In his new book, James explores why Trump, universally recognized as an asshole, is so likable and destabilizing:

“To sum up my answer: he keeps us guessing, by flashing between different asshole types, boorish one moment, self-aggrandizing the next, then bullshitting, all while managing to be very entertaining. In today’s politics, a showman can capture media attention and coffee shop chatting, along with the political agenda. And Trump is a stunning, even likable showman. His display of the asshole arts — as schoolyard bully, or cutdown boxer — is unrivaled, and its own spectacle. The question is then why enough of us are not flatly revolted. My answer is that we — most of us — really like an ass-clown. We are drawn to him even in revulsion, and his supporters forgive or overlook his transgressions. Our pleasure in the spectacle, and our confusion about his type, leave us unsettled in our feelings and him free to do pretty much as he likes.” (pp 53-54)

How else to account for the love of Trump who flouts the values of the party he supposedly represents? It’s often said that Trump’s success owes to being an outsider who speaks against the failure of the two-party system, but the problem with that answer is that he would worsen the elements of that failure rather than reform it. James discusses the various political theories of republicanism (worker republicanism, corporation republicanism, left and right-leaning republicanisms, etc.), and summarizes the common denominators of “general republicanism” (see pp 119-20). They include tenets like (1) citizens are to be ruled by laws and not men or women; (2) state power is held in trust on people’s behalf; (3) officials are accountable to citizens, and their decisions must be justified in an open forum with free press, free speech, and free association; and (4) official speech is to appeal to common reason and not our passions. “Trump’s inflammatory and contemptuous speeches violate these principles. They sin, if you will, against a republican community of equals.”
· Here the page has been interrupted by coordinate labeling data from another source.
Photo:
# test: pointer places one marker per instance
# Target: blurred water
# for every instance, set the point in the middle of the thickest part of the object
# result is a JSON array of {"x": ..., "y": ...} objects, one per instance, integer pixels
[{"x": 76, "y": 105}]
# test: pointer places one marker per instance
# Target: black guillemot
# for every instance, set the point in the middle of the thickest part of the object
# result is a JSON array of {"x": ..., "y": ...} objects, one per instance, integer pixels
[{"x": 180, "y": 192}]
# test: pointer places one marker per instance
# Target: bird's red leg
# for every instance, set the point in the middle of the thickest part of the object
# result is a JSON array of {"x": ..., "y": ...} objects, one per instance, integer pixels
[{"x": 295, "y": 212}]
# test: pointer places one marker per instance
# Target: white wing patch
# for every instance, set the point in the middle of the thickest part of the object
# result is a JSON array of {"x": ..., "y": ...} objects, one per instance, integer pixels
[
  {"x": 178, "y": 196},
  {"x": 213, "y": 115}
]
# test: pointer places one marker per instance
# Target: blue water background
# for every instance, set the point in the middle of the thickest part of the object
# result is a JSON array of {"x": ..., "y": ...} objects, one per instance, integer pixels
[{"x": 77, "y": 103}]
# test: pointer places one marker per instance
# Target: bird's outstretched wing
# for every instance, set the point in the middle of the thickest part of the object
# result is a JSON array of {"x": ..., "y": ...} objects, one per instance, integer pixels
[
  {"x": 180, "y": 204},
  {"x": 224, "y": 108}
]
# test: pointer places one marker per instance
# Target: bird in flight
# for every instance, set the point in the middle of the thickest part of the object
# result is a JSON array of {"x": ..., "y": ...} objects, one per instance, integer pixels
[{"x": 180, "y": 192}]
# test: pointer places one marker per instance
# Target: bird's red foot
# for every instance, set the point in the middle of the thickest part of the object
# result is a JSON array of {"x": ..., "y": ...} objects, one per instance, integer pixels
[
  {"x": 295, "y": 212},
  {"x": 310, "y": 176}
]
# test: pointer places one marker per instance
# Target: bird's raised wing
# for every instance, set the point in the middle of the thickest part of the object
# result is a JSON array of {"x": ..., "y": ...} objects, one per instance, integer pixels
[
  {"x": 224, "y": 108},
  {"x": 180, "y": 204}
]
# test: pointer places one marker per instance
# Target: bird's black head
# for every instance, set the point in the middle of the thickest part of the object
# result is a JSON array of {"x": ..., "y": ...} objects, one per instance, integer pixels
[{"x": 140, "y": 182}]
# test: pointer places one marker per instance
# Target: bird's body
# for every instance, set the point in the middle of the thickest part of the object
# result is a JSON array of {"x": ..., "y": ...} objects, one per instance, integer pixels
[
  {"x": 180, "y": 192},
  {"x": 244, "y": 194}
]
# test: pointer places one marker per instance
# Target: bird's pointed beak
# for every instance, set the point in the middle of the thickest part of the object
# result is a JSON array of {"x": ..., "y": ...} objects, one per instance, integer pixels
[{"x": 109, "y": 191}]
If Trump is intent on torpedoing the values of a constituency who persist in voting for him anyway, this may be part of the answer: people actually like assholes, particularly in roles of leadership, and as long as we don’t have to deal with the asshole personally or directly. I suspect that populist demagogues speak to our inner asshole — the part of us which is gratified by egotistic privilege, disdains accountability, and wants to trample on the feelings and opinions of others.